Years ago, the now-defunct web site DVD Journal put up a list of movies that had yet to be released on DVD. The list is still up, and for fun, I went to Amazon and looked up a few of the titles on the list: Belles of St. Trinians, Celine and Julie Go Boating, John Huston’s The Dead, and Eight Iron Men. The first appears to only be available in Region 2; the second is available as part of a box set in Region 1, but sold separately in Region 2; the third is on DVD in both regions, and the fourth is available as a DVD-R in Region 1 and as a standard DVD in Region 2. However, it only has German subtitles, rendering it unwatchable for far too many people. I further check on a Glenn Ford film called Fate Is a Hunter, and discovered that while it had been released in the U.S., both the DVD and the Blu-ray, of which only 3,000 copies were printed, are out of print. Those outside are U.S. are in luck, though, for the film was released on DVD in Spain. Alas, the film is only subtitled in Castilian and is PAL. I should also mention that none of these films are available in Taiwan.

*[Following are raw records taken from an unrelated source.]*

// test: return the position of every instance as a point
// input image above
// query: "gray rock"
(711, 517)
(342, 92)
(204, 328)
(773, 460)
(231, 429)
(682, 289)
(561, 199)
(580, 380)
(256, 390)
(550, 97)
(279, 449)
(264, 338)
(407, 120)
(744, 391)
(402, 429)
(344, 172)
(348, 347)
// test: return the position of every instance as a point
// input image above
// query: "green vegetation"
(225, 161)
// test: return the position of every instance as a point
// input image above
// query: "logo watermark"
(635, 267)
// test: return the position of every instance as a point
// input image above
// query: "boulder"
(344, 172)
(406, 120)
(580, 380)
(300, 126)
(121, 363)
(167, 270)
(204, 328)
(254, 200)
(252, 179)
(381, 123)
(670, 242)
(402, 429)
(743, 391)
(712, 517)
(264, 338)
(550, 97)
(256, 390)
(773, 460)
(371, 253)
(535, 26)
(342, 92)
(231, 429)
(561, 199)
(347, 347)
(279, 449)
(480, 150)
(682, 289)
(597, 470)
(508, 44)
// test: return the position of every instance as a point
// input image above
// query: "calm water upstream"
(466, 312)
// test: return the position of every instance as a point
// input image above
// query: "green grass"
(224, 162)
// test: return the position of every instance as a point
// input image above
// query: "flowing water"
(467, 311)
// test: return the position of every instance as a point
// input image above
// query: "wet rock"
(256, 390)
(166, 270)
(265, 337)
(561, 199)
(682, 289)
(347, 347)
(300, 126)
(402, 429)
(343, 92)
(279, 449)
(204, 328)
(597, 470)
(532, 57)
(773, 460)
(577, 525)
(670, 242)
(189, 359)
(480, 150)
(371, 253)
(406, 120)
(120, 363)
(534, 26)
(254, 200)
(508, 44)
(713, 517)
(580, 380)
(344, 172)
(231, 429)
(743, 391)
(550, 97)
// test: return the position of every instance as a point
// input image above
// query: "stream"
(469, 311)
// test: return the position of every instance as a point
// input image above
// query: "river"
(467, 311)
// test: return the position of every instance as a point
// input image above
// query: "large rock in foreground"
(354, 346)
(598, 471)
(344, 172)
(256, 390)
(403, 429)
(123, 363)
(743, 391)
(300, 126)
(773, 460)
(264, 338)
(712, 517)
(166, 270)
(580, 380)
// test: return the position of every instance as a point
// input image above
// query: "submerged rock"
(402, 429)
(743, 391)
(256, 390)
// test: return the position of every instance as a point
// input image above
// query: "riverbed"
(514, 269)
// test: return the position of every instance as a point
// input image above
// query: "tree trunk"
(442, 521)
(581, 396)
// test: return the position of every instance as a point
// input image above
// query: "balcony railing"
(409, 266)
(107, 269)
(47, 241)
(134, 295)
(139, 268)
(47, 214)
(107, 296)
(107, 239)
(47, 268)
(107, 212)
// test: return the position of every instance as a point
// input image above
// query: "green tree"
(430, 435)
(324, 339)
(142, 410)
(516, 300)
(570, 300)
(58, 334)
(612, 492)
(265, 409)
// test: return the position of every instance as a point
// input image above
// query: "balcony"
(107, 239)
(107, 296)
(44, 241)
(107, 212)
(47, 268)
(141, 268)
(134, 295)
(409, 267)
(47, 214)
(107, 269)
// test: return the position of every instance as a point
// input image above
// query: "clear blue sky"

So, just what is a film fanatic to do is you want to watch all of these films. Well, presently you have to have two Blu-ray players – one from the U.S. and one from the U.K. (and this would still not enable you to view releases from India, China, and Russia, which are all part of Zone C) – or an all-region Blu-ray player, and these require you to essentially hack into the system and input a code to bypass the player’s pre-selected settings. Such players are already available on Amazon, started at around $150. Such players, I suspect, are likely to remain the possessions of passionate film collectors, however, for the majority of people may not feel to need to go beyond the films already available in their home countries.
Now, the reasoning behind television display systems, region coding, and Blu-ray zones is not hard to explain. There has also been piracy of intellectual property across oceans. One of the earliest and most glaring examples of this was Thomas Edison’s actions concerning Georges Melies’s groundbreaking 1902 short Le Voyage Dans la Lun. In addition, there were different laws regarding copyrights and distribution rights that got in the way of one country’s release of a film being available in another country, not to mention strict rules in some countries over where a film’s subtitles or dubbing had to be completed for it to be eligible for release.
The result of this is a scattered world, where films can be available in one market but not in another, subtitled in one language only, or released in a subpar form because those releasing it view its market as being extremely limited. But what if the market for any release was suddenly global? What if there was an incentive to create subtitles in a variety of languages? What if people in Australia, a country that once sued because so few movies were being released on DVD there, instantly found the world’s cinema open to them on a massive scale? This is possible if we simply do one of two things: make all physical media region and zone free, or eliminate region and zone locks on players altogether.
Such a move would open up a world of possibilities. Companies would now have an incentive to make subtitles for different countries because their product could suddenly be seen by everyone. Hundreds of lesser-known movies would have a real possibility of additional sales, and film historians would suddenly put out lists of movies from foreign countries that were deserving of both an expanded audience, as well as subtitles. Audiences would then have their choice of any company’s release of a particular film, and they would be able to choose which one they purchased based on the quality and cost of the release, not on their ability to play it in their current player.
I do not pretend that this would bring back the video stores of yesteryear, yet it would provide an immediate boost in sales and excitement, similar to that experienced by film aficionados back in the early days of DVDs, when it appeared the world was suddenly their oyster. We need that.
Years ago I went to Tower Records in Tokyo in search of some of Juzo Itami’s films. A number of them had been released on VHS, but for some reason, none had found their way to DVD. Fortunately, the one I was looking for, Minbo: The Art of Japanese Extortion, was available with English subtitles (it is still unavailable in the US), but many of his other films were not. Sadly, this is not an isolated incident. Here is Taiwan hundreds of films, including the majority of classic Taiwanese films, exist without subtitles that would expand the films beyond the Chinese and Taiwanese markets. In some cases, international companies have tried to rectify this, creating exciting releases of films by such acclaimed directors as Hsiao-hsien Hou and Mikio Naruse. Alas, too many of these have been cursed with region codes and locks. It’s no wonder many of them have gone out of print.
Fortunately, we can change this. In truth, we should have done so a long time ago.